After releasing the little ones, we walked down the beach for 4 hours, in almost pitch black, since it was a new moon. The brilliant stars above us, the ocean crashing softly to our left, silhouettes of palm trees and jungle to our right and the hope of seeing adult turtles in front of us, we walked. And walked and walked. We saw a whale skull that had washed up the beach years ago but NO turtles. Needless to say, we were disappointed. Back at camp, we slept well but unsettled, dreaming of elusive turtles.

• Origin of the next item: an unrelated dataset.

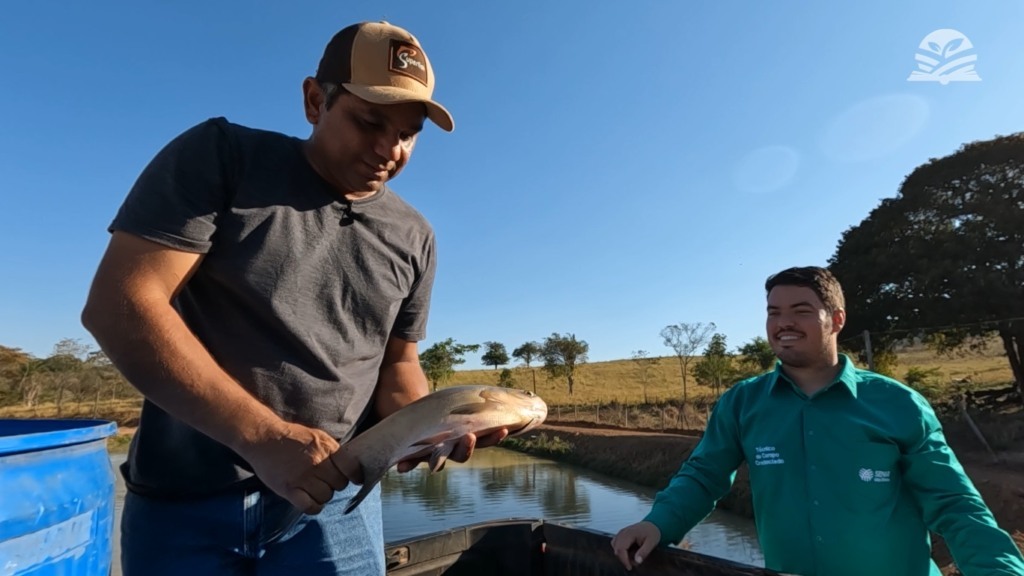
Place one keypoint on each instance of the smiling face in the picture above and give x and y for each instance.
(801, 329)
(357, 146)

Sunday was spent chilling on the beach, taking photos, swimming and chatting with the turtle project folks, learning about turtles. That night we headed out again on patrol, wishing that we would find at least one turtle so that our trip wouldn't be fruitless. we walked for 2 hours, seeing nothing and decided to sit down and rest our feet for a minute. After about 20 minutes of sitting I was feeling disheartened, thinking we might have to return to camp turtle-less. But then our guide suddenly said, "Look, a turtle is coming out of the water right now." And there she was, a huge mass in the waves, slowing scooting herself up the beach. Right in front of us, as if she knew we were there! We watched in awe as she climbed up above the tide line, then we snuck closer and watched as she dug a hole, over a meter deep with her back flippers and then laid her eggs. When turtles are laying their eggs they go into a sort of trance so we were able to take pictures and even pet her. It was SO cool! Then we watched her bury her eggs (well actually, she thought she was burying them but the conservationists had removed them from the nest, since it was too close to the water and would get washed away, so they moved them to a safer man-made nest). Then the mama headed back out to sea.
I felt so blessed to see this whole process, from start to finish. Only 1 out of 1000 eggs laid will survive and return to the beach to lay their own nests. It is so rare and wonderful and Tim and I got to sit, snuggled up together on a beach in what seemed like the farthest corner of the earth and be part of this phenomenal event.
Then, on July 4th, we all packed up and headed back to our sites, stopping for beers in a small Amerindian village in the river and stopping again on the road to pick up a present that a fellow PCV had made for us for the Fourth; cupcakes with candy hotdogs on them.
It was a stellar weekend! One I will never forget!